Rust Dynamic Dispatching deep-dive

Published in

Digital Frontiers — Das Blog

9 min readDec 9, 2019

Rust praises itself as being capable of creating some of the fastest executables, while at the same time supporting high-level abstractions. In most cases, the abstractions are resolved at compile-time, leading to ‘zero-cost abstractions’ without any runtime-overhead. In most cases function calls are implemented using fast static dispatching. But what about the other cases? This is where dynamic dispatching comes into play. In this post I am going to present you with a thorough introduction to this concept, leading far deeper into the rabbit hole than initially anticipated.

Static vs dynamic dispatch

I will start with an example: Imagine we have some common functionality encapsulated in a Backend trait, let’s say the function compute(number: i32) -> i32. Now let there be two implementations of the Backend trait, a PositiveBackend and a NegativeBackend, each doing something different in the compute function. If a Service struct has such a Backend object, the Service can be generic over that type:

struct Service <T: Backend> {
    backend: T
}

Let’s quickly have a look into how the compiler handles this:

According to TRPL, rust uses ‘Monomorphization’ a fancy term for saying the compiler fills in the concrete types for the generic ones at compile time and duplicates the code if necessary. This means we have no performance penalty at runtime, yay! Resolving the function calls already at compile time is called static dispatch, since the resulting call-target is hardcoded.

But there are several limitations coming with this:

We need a generic type parameter for each generic component of our service.
Further, since the compiler resolves the generic type with a concrete one at compile time, we can use only one type here. This means, neither can we decide at runtime which one to use, nor can we have a list of different backend types. So the following won’t work:

struct Service<T:Backend>{
    backend: Vec<T>  // Either Vec<TypeA> or Vec<TypeB>, not both
}
...
let mut backends = Vec::new();
backends.push(TypeA);
backends.push(TypeB);  // <---- Type error here

But there is a way to solve this in Rust: Dynamic Dispatch. Trait objects can be thought of like objects of an Interface Type in Java, defining common functionality for the Types implementing them. When using a trait object, we don’t care what exact type is used, we just make sure that given functionality is present.

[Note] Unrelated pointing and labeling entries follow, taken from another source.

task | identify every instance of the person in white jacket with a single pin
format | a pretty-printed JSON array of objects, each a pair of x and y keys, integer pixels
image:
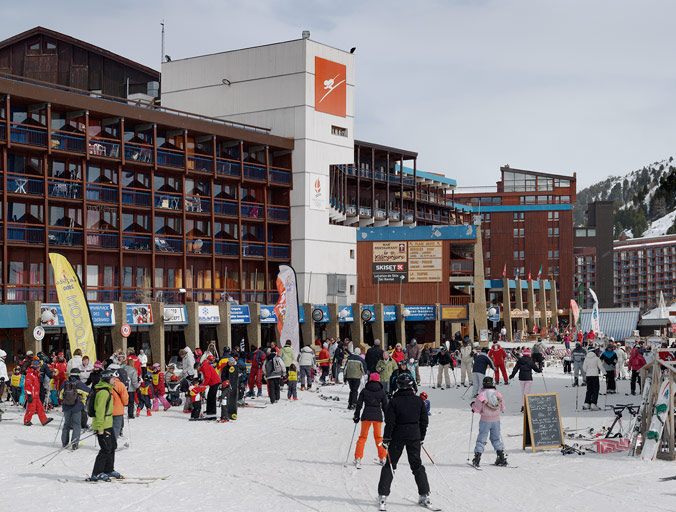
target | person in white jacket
[{"x": 593, "y": 369}]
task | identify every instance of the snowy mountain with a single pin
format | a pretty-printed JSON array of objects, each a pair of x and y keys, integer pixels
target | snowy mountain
[{"x": 645, "y": 200}]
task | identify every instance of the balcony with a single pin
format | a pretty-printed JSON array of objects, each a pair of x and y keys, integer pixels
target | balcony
[
  {"x": 25, "y": 235},
  {"x": 25, "y": 186},
  {"x": 138, "y": 153},
  {"x": 102, "y": 240},
  {"x": 280, "y": 176},
  {"x": 255, "y": 172},
  {"x": 104, "y": 148},
  {"x": 253, "y": 250},
  {"x": 102, "y": 194},
  {"x": 252, "y": 210},
  {"x": 278, "y": 214},
  {"x": 170, "y": 158},
  {"x": 200, "y": 164},
  {"x": 279, "y": 252},
  {"x": 21, "y": 134},
  {"x": 226, "y": 248},
  {"x": 136, "y": 198},
  {"x": 228, "y": 168},
  {"x": 63, "y": 141},
  {"x": 225, "y": 208},
  {"x": 138, "y": 243}
]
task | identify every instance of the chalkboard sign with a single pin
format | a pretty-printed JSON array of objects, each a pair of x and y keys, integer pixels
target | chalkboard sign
[{"x": 542, "y": 422}]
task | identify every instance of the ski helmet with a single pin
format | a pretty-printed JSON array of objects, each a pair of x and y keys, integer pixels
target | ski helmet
[{"x": 404, "y": 381}]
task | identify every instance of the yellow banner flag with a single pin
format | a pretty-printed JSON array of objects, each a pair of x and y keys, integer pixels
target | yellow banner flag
[{"x": 74, "y": 306}]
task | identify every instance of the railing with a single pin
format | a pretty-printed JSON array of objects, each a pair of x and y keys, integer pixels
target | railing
[
  {"x": 137, "y": 243},
  {"x": 67, "y": 142},
  {"x": 27, "y": 186},
  {"x": 200, "y": 164},
  {"x": 280, "y": 177},
  {"x": 102, "y": 240},
  {"x": 170, "y": 158},
  {"x": 20, "y": 134},
  {"x": 227, "y": 208},
  {"x": 136, "y": 198},
  {"x": 252, "y": 210},
  {"x": 253, "y": 250},
  {"x": 102, "y": 194},
  {"x": 195, "y": 204},
  {"x": 64, "y": 237},
  {"x": 100, "y": 147},
  {"x": 64, "y": 189},
  {"x": 228, "y": 168},
  {"x": 279, "y": 252},
  {"x": 138, "y": 153},
  {"x": 226, "y": 248},
  {"x": 277, "y": 213},
  {"x": 255, "y": 172},
  {"x": 26, "y": 235}
]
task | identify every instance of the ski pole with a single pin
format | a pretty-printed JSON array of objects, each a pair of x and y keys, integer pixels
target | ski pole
[{"x": 349, "y": 448}]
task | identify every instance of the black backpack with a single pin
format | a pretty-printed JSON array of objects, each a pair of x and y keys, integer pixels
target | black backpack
[
  {"x": 70, "y": 394},
  {"x": 91, "y": 412}
]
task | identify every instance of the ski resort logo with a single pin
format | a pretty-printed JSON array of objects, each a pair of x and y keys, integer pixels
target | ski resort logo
[{"x": 330, "y": 87}]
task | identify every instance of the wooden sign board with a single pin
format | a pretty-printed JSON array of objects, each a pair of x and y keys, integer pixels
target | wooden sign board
[{"x": 542, "y": 428}]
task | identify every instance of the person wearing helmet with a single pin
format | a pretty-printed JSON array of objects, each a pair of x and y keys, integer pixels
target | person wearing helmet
[
  {"x": 405, "y": 427},
  {"x": 104, "y": 465}
]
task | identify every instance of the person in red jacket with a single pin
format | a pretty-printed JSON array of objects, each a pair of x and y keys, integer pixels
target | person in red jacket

The above example could be rewritten to use trait objects like this:

struct Service{
    backends: Vec<Box<dyn Backend>>
}
...
let mut backends = Vec::new();
backends.push( Box::new(PositiveBackend{}) as Box<dyn Backend>);
backends.push( Box::new(NegativeBackend{}) as Box<dyn Backend>);

We put our trait object, denoted by the dyn keyword, in a box so the compiler won’t complain about it not having a known size.

The problem with trait objects using dynamic dispatching is, that there is a performance penalty at runtime. Let us now examine in detail the costs of dynamic dispatching with micro benchmarks.

Trying to get a baseline

For most of the remaining part this article we will jump back-and forth between tiny benchmarks and having a look at our executable.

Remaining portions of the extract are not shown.